Anyone who has been using tampons or who has a skin wound or infection and experiences the signs and symptoms described above, or if you have a skin or wound infection, should call a doctor immediately. Any tampon should be removed immediately.
A group A strep infection can lead to TSS.
Tampon use is implicated in 55 percent of cases, but another 15 percent are linked to childbirth and infected wounds.
From December 2015 to March 2016, five cases of menstrual-related TSS were reported in Michigan State. Four of the women were using super-absorbency tampons.
The bacteria that cause TSS are not uncommon. Between 20 percent and 30 percent of all humans carry S. aureus on their skin and nose, usually without complications. Most people have antibodies to protect them. It may be that some people do not develop the necessary antibodies.
One possibility is that the super-absorbent tampons, the ones that stay inside the body the longest, become breeding grounds for bacteria.
Another is that the tampon fibers scratch the vagina, making it possible for bacteria to get through and into the bloodstream.
Either the action or the composition of the tampons, combined with pre-existing staphylococcal bacteria in the vagina, probably trigger the disease.

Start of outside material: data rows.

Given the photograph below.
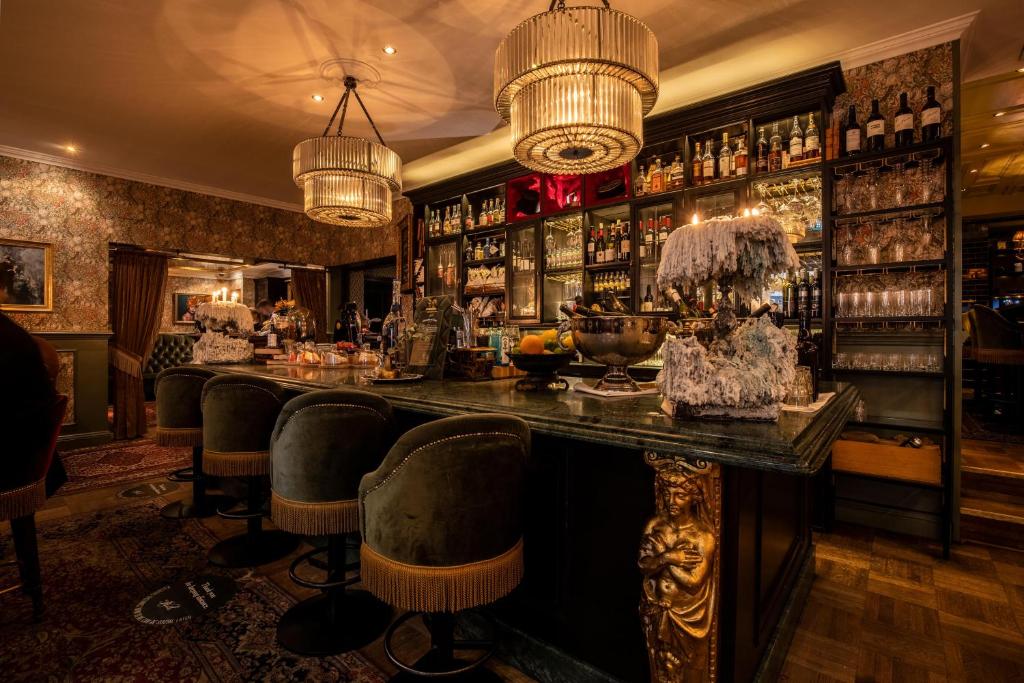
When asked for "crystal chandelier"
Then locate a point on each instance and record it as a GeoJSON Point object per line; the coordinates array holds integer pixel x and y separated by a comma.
{"type": "Point", "coordinates": [347, 180]}
{"type": "Point", "coordinates": [576, 83]}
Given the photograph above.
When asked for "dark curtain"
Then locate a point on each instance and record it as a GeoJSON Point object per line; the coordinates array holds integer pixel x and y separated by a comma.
{"type": "Point", "coordinates": [137, 285]}
{"type": "Point", "coordinates": [309, 288]}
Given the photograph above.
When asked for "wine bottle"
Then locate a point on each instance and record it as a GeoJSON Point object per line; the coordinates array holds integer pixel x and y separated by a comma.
{"type": "Point", "coordinates": [816, 296]}
{"type": "Point", "coordinates": [762, 160]}
{"type": "Point", "coordinates": [696, 166]}
{"type": "Point", "coordinates": [775, 150]}
{"type": "Point", "coordinates": [903, 123]}
{"type": "Point", "coordinates": [648, 302]}
{"type": "Point", "coordinates": [740, 158]}
{"type": "Point", "coordinates": [796, 141]}
{"type": "Point", "coordinates": [852, 132]}
{"type": "Point", "coordinates": [931, 118]}
{"type": "Point", "coordinates": [709, 163]}
{"type": "Point", "coordinates": [725, 159]}
{"type": "Point", "coordinates": [807, 352]}
{"type": "Point", "coordinates": [876, 129]}
{"type": "Point", "coordinates": [812, 140]}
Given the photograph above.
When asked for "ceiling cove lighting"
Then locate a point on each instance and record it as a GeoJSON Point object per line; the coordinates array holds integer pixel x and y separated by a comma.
{"type": "Point", "coordinates": [574, 83]}
{"type": "Point", "coordinates": [347, 180]}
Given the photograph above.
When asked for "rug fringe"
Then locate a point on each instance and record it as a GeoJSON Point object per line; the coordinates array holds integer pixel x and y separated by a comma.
{"type": "Point", "coordinates": [179, 436]}
{"type": "Point", "coordinates": [440, 589]}
{"type": "Point", "coordinates": [24, 501]}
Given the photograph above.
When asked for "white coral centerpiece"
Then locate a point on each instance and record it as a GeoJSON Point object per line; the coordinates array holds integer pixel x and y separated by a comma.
{"type": "Point", "coordinates": [225, 316]}
{"type": "Point", "coordinates": [747, 372]}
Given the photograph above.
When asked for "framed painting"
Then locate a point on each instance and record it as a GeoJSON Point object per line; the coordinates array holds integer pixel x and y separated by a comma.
{"type": "Point", "coordinates": [32, 265]}
{"type": "Point", "coordinates": [185, 304]}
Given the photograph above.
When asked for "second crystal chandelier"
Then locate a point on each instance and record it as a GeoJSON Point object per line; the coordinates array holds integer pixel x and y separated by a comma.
{"type": "Point", "coordinates": [574, 83]}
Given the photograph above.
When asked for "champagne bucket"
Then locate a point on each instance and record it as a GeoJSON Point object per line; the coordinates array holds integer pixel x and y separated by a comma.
{"type": "Point", "coordinates": [617, 342]}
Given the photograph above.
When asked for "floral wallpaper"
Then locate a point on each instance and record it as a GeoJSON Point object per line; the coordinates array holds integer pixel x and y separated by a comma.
{"type": "Point", "coordinates": [81, 213]}
{"type": "Point", "coordinates": [910, 73]}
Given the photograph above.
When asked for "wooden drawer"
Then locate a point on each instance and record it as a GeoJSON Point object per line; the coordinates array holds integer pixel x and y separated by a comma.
{"type": "Point", "coordinates": [922, 465]}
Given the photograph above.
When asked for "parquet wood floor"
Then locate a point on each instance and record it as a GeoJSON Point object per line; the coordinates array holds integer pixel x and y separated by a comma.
{"type": "Point", "coordinates": [886, 608]}
{"type": "Point", "coordinates": [882, 607]}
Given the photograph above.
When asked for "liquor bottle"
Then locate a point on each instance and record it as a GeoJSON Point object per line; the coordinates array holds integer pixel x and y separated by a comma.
{"type": "Point", "coordinates": [796, 141]}
{"type": "Point", "coordinates": [648, 302]}
{"type": "Point", "coordinates": [852, 145]}
{"type": "Point", "coordinates": [931, 117]}
{"type": "Point", "coordinates": [762, 160]}
{"type": "Point", "coordinates": [807, 352]}
{"type": "Point", "coordinates": [786, 295]}
{"type": "Point", "coordinates": [875, 129]}
{"type": "Point", "coordinates": [725, 159]}
{"type": "Point", "coordinates": [803, 294]}
{"type": "Point", "coordinates": [657, 178]}
{"type": "Point", "coordinates": [775, 150]}
{"type": "Point", "coordinates": [812, 139]}
{"type": "Point", "coordinates": [816, 295]}
{"type": "Point", "coordinates": [903, 123]}
{"type": "Point", "coordinates": [676, 175]}
{"type": "Point", "coordinates": [709, 163]}
{"type": "Point", "coordinates": [696, 167]}
{"type": "Point", "coordinates": [739, 159]}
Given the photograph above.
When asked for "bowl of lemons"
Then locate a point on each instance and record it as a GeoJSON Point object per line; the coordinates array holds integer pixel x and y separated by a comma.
{"type": "Point", "coordinates": [541, 356]}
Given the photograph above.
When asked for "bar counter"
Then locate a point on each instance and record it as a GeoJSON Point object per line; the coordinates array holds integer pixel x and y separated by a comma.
{"type": "Point", "coordinates": [656, 549]}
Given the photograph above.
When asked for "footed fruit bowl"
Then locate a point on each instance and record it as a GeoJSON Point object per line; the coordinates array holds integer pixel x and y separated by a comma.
{"type": "Point", "coordinates": [619, 341]}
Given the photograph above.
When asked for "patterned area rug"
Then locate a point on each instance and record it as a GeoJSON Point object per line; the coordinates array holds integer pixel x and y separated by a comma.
{"type": "Point", "coordinates": [118, 463]}
{"type": "Point", "coordinates": [98, 565]}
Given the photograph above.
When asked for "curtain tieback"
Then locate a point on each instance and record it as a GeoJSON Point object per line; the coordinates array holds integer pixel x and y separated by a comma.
{"type": "Point", "coordinates": [126, 361]}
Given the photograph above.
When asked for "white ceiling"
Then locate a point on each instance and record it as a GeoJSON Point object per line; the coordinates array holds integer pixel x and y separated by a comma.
{"type": "Point", "coordinates": [213, 95]}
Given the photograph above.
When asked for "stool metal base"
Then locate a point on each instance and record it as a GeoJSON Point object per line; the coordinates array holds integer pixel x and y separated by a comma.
{"type": "Point", "coordinates": [246, 550]}
{"type": "Point", "coordinates": [312, 628]}
{"type": "Point", "coordinates": [186, 509]}
{"type": "Point", "coordinates": [434, 665]}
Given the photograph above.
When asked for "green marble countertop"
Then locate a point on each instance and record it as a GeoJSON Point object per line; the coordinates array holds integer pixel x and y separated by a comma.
{"type": "Point", "coordinates": [798, 443]}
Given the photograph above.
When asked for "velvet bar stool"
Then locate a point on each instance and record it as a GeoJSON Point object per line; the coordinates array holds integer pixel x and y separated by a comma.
{"type": "Point", "coordinates": [323, 444]}
{"type": "Point", "coordinates": [239, 415]}
{"type": "Point", "coordinates": [23, 492]}
{"type": "Point", "coordinates": [179, 423]}
{"type": "Point", "coordinates": [441, 531]}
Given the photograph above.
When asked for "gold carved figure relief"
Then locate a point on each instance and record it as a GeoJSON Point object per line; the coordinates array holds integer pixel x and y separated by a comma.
{"type": "Point", "coordinates": [679, 562]}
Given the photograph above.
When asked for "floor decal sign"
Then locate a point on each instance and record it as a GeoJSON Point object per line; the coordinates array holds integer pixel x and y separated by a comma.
{"type": "Point", "coordinates": [185, 599]}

However, both there is no compelling evidence to support either of these.
Streptococcal TSS can develop after minor trauma, or surgery, or as a result of a viral infection or the use of non-steroidal anti-inflammatory drugs (NSAIDS).
The bacteria enter the body through wounds, localized infections, the vagina, the throat, or burns. The bacteria produce toxins that enter the bloodstream and spread to all the organs. They interfere with the process of the blood pressure regulation, leading to hypotension, or low blood pressure.